Saturday, December 21, 2013

Handel's Messiah: Historical Background

 All these years, I never learned the story!  A friend sent me this:


“In 1737 Handel’s opera company went bankrupt, and he suffered what seems to be a mild stroke...Once the composer for royalty, he was now threaten with debtor’s prison. Deeply depressed, Handel was visited by his friend Charles Jennens. The wealthy, devout Anglican had written a libretto about the life of Christ and the work of redemption, with the text completely taken from the Bible. A fussy perfectionist, Jennens had written it to challenge the deists who denied the divinity of Jesus. 
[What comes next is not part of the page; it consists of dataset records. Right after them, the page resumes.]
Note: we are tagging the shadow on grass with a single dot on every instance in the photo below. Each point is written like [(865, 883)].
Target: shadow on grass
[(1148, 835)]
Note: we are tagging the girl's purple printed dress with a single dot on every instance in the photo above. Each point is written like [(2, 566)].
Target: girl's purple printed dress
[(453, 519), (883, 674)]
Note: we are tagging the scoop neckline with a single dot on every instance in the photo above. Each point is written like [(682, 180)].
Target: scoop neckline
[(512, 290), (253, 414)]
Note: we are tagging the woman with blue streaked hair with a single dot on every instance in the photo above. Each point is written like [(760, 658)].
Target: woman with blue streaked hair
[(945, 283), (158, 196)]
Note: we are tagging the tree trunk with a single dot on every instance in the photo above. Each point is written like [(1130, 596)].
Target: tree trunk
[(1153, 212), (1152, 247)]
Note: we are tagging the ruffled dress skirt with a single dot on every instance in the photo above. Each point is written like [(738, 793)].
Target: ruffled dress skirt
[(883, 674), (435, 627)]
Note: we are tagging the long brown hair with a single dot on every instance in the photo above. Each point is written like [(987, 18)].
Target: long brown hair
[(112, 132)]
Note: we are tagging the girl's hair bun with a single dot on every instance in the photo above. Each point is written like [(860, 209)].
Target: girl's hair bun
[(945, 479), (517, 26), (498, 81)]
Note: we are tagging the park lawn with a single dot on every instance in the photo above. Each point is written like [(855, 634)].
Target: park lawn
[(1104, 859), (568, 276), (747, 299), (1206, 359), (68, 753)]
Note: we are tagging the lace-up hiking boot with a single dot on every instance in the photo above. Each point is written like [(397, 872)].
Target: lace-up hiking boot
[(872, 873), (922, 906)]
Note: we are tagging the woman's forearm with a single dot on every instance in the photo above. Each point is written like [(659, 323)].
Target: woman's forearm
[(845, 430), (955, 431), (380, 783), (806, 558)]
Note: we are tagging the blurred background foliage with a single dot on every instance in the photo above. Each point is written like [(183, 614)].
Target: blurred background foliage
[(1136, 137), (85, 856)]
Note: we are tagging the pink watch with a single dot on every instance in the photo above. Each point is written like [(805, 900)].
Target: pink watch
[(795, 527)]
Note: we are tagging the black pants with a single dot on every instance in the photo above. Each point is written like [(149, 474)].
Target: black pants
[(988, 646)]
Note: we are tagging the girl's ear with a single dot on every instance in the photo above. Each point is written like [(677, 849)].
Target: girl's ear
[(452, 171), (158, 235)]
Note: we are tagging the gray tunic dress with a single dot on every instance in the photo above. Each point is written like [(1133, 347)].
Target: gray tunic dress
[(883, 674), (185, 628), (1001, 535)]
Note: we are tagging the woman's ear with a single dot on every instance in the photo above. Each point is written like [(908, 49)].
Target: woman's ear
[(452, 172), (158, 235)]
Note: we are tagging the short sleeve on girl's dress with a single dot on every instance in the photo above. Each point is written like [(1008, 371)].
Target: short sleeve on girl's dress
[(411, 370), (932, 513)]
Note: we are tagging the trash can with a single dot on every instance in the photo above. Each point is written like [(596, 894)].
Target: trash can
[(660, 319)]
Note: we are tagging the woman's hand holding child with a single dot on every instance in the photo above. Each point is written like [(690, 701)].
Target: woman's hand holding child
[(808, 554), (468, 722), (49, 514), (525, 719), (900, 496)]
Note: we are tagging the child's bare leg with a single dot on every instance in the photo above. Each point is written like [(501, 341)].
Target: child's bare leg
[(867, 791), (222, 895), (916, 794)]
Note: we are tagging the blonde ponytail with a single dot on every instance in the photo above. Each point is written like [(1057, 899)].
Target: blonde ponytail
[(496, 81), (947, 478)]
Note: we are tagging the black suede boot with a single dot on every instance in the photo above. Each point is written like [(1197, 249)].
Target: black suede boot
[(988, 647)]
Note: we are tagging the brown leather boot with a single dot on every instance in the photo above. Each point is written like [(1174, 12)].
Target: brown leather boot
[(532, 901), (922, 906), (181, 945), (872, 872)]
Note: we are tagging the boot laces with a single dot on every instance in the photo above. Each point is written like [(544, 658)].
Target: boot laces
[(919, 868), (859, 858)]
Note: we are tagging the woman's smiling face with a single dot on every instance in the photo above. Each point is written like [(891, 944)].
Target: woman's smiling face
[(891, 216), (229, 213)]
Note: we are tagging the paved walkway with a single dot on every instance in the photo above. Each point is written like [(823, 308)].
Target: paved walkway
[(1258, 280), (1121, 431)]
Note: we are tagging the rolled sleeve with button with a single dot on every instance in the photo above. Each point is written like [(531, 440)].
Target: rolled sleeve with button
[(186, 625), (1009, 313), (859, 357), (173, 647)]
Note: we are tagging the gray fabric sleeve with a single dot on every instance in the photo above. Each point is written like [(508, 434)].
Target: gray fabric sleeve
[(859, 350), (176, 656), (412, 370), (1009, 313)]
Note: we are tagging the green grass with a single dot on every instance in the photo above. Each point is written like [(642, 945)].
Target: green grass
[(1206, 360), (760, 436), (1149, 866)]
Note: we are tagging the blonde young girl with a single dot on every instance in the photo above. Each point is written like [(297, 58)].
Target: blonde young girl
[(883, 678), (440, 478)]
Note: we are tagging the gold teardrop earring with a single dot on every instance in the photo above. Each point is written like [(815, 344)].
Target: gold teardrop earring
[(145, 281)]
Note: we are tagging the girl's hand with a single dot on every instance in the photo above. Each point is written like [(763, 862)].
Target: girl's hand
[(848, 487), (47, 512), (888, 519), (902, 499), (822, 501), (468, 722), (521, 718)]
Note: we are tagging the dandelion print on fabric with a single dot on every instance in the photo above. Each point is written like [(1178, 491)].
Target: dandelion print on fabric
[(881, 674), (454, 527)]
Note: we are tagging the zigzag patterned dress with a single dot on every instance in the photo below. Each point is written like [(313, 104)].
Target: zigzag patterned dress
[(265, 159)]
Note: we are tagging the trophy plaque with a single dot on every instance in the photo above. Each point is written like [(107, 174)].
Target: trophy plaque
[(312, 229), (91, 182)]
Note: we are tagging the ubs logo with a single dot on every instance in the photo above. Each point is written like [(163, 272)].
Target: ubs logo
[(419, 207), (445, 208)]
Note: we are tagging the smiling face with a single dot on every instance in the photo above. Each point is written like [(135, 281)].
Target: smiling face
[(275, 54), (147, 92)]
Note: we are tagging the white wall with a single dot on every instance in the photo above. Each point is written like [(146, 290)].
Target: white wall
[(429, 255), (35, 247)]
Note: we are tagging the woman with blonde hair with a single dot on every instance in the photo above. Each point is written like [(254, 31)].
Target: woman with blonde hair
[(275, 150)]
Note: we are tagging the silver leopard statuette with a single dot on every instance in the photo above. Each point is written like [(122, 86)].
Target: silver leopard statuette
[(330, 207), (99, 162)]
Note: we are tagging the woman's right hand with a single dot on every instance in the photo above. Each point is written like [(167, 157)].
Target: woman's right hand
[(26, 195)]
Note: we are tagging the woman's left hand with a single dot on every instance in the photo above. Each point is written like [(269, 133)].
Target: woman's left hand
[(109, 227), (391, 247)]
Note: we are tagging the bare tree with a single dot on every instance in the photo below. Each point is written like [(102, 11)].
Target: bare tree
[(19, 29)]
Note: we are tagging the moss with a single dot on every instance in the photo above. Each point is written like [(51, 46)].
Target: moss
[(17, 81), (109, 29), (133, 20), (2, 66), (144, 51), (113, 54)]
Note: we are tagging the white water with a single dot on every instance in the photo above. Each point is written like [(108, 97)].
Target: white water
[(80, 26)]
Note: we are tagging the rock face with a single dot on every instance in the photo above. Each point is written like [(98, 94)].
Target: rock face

Would Handel compose the music for it? he asked. Handel answered that he would and estimated completion in a year. Soon thereafter, a group of Dublin charities approached Handel to compose a work for a benefit performance. The money raised would help free men from debtor’s prison...Now with a text and a motivation, Handel began composing Messiah on August 22, 1741. Within six days, Part One was finished. In nine more, Part Two. Six more and Part Three was done. It took him only an additional two days to finish the orchestration...He rarely left his room and rarely touched his meals. But in 24 days he had composed 260 pages...

When he finished writing what would become known as the Hallelujah Chorus, he said “I did think I did see all Heaven before me, and the great God himself.” ...The premiere on April 13, 1742 at Fishamble Street Musick Hall was a sensation. An overcapacity crowd of 700 people attended, raising 400 pounds to release 142 men from prison.”

George Frederick Handel (1685-1759) as recounted in 131 Christians Everyone Should Know (Nashville: Christianity Today, 2000), p. 113-114.

Last night, Jenni and I attended Handel’s Messiah in downtown Denver. It was performed by the Colorado Bach Ensemble and directed by James Kim. It is likely that we will look back on the Christmas season 2014 and say this was the most sacred and precious memory for few experiences exalt Scripture’s Messiah with such magnificence. 

Of course we just love that Handel performed this oratorio not for personal gain for the purpose of setting people free from financial slavery. Though originally performed at Easter, it has also become a Christmas tradition because the three movements proclaim the prophecies, the passion, and the promise of Messiah, our the Lord Jesus Christ.

If you live anywhere near Boulder or Fort Collins, CO, we urge you to attend one of their final two performances on December 21 or 22, 2013. Should this be too far to travel, for about the price of a ticket, we commend to you our personal favorite three CD set: John Eliot Gardiner, English Baroque Soloists, Philips 1982. Check it out on Amazon.